Study Strengths / Weaknesses:

Unfortunately this study did have several notable weaknesses. Some of the McKenzie group patients were given an educational booklet describing a “lumbar roll” for correction of the seated position and some of the manipulation group was given manual techniques including vertebral mobilization as well as myofascial trigger-point massage, alternating lumbar flexion/extension movements, and stretching exercises. These additional therapies were provided for the patients based on the discretion of the therapist. Therefore, the treatment successes may have been highly dependent on the skill of the clinician. Now this may seem realistic to everyday practice, however, the generalizability of the treatment results are likely hampered by the fact that clinical decision making was performed without standardization by the clinicians.

In addition to the weakness previously mentioned, stabilizing and strengthening home exercises were only given to those patients that the clinicians felt that it was indicated in order to achieve their treatment goals. Once again this brings up the clinician’s skill and bias into the treatment results. It is difficult to pin-point the treatments results to the McKenzie or manipulation treatment as there were various confounding treatments provided to different patients.

A final limitation worth noting was that the study had a relatively high withdrawal rate during the intervention. The withdrawal rate covers patients who decided to discontinue treatment during the course as well as patients that were excluded by decision of the practitioner. The majority withdrew or was excluded for reasons likely, in the authors’ opinion, to be related to lack of treatment effect (43 patients in the manipulation group vs. 28 in the McKenzie group). The authors suggested that the difference in withdrawal rate between groups supports the conclusion that the McKenzie treatment was the most suitable for our patient sample.

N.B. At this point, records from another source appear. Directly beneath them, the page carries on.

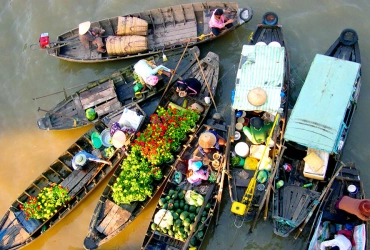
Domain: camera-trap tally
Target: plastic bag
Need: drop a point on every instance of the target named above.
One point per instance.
(193, 198)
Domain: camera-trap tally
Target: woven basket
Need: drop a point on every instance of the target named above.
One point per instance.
(129, 26)
(126, 45)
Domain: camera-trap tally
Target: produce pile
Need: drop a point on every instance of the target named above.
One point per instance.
(179, 210)
(148, 151)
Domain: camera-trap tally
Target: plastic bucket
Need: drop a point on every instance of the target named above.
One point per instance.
(95, 139)
(242, 149)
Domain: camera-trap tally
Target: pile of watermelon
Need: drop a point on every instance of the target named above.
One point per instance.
(183, 214)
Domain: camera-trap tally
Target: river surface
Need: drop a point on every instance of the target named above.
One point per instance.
(310, 27)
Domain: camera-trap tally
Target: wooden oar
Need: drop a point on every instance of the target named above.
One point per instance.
(206, 82)
(323, 194)
(65, 116)
(224, 163)
(267, 194)
(62, 91)
(174, 72)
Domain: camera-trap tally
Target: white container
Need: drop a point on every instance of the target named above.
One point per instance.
(239, 126)
(242, 149)
(237, 135)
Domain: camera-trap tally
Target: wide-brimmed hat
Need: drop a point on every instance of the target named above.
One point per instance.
(256, 122)
(257, 97)
(152, 80)
(118, 139)
(207, 140)
(365, 208)
(80, 159)
(83, 27)
(196, 165)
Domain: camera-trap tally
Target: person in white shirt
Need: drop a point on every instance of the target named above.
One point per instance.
(147, 72)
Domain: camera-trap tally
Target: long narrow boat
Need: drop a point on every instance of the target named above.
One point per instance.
(190, 221)
(109, 217)
(316, 132)
(17, 230)
(264, 64)
(329, 217)
(110, 93)
(164, 28)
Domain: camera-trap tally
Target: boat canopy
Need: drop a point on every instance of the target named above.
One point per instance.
(317, 119)
(260, 66)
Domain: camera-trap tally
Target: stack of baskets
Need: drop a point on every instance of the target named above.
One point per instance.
(131, 37)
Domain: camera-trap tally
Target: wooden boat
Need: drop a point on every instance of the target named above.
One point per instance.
(97, 233)
(328, 217)
(110, 93)
(168, 28)
(268, 46)
(18, 231)
(315, 136)
(190, 221)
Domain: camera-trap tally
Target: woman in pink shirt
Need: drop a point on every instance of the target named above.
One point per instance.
(219, 22)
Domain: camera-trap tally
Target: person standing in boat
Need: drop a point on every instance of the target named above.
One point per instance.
(190, 86)
(219, 22)
(210, 140)
(91, 35)
(147, 72)
(80, 159)
(258, 131)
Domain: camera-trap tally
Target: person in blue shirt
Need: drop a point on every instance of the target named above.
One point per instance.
(210, 140)
(190, 86)
(80, 159)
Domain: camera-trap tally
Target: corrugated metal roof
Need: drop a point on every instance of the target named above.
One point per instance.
(260, 66)
(318, 114)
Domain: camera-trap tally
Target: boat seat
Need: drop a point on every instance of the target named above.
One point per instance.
(99, 95)
(114, 217)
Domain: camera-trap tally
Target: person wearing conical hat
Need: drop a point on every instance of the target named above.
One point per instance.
(210, 140)
(90, 36)
(358, 207)
(79, 161)
(258, 131)
(147, 72)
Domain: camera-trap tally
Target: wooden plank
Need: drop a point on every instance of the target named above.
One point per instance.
(107, 107)
(103, 86)
(77, 176)
(98, 98)
(107, 206)
(119, 219)
(112, 213)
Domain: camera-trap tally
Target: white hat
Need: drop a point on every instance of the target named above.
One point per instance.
(257, 96)
(80, 159)
(118, 139)
(83, 27)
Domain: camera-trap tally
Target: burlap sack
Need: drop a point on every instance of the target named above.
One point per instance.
(129, 26)
(126, 45)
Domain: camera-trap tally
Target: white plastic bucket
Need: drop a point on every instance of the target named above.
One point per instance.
(242, 149)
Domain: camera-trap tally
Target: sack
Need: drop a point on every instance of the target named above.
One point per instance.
(128, 26)
(126, 45)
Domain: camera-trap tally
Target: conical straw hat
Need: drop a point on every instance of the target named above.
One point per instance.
(83, 27)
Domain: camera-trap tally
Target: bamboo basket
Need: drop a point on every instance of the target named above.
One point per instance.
(129, 26)
(126, 45)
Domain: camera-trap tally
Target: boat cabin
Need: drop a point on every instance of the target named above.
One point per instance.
(324, 109)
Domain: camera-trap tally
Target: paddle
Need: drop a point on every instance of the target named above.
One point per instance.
(174, 72)
(63, 91)
(205, 80)
(318, 201)
(3, 232)
(224, 162)
(65, 116)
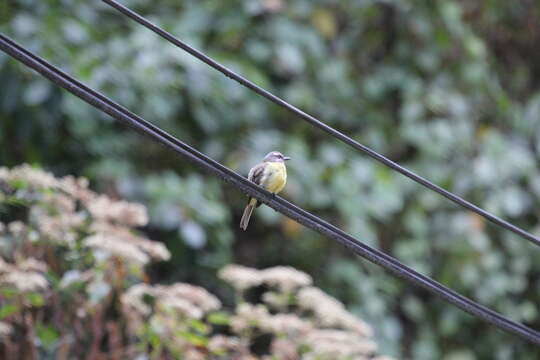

Even with these flaws, this study is a step in the right direction towards more accurately determining patient subgroupings and their outcomes based on specific treatment techniques regularly used in daily practice. Since there were some interesting and noteworthy findings from this study, future research should examine other clinical findings that would support the use of McKenzie method, manipulation or both therapies for patients with acute, subacute or chronic low back pain.

Additional References:

  1. Fritz JM, Whitman JM, Childs JD. Lumbar spine segmental mobility assessment: an examination of validity for determining intervention strategies in patients with low back pain. Archives of Physical Medicine and Rehabilitation 2005; 86(9): 1745-52.
  2. Petersen T, Larsen K, Nordsteen J, Olsen S. The McKenzie method compared with manipulation when used adjunctive to information and advice in low back pain patients presenting with centralization or peripheralization. Spine 2011; 36(24): 1999-2010.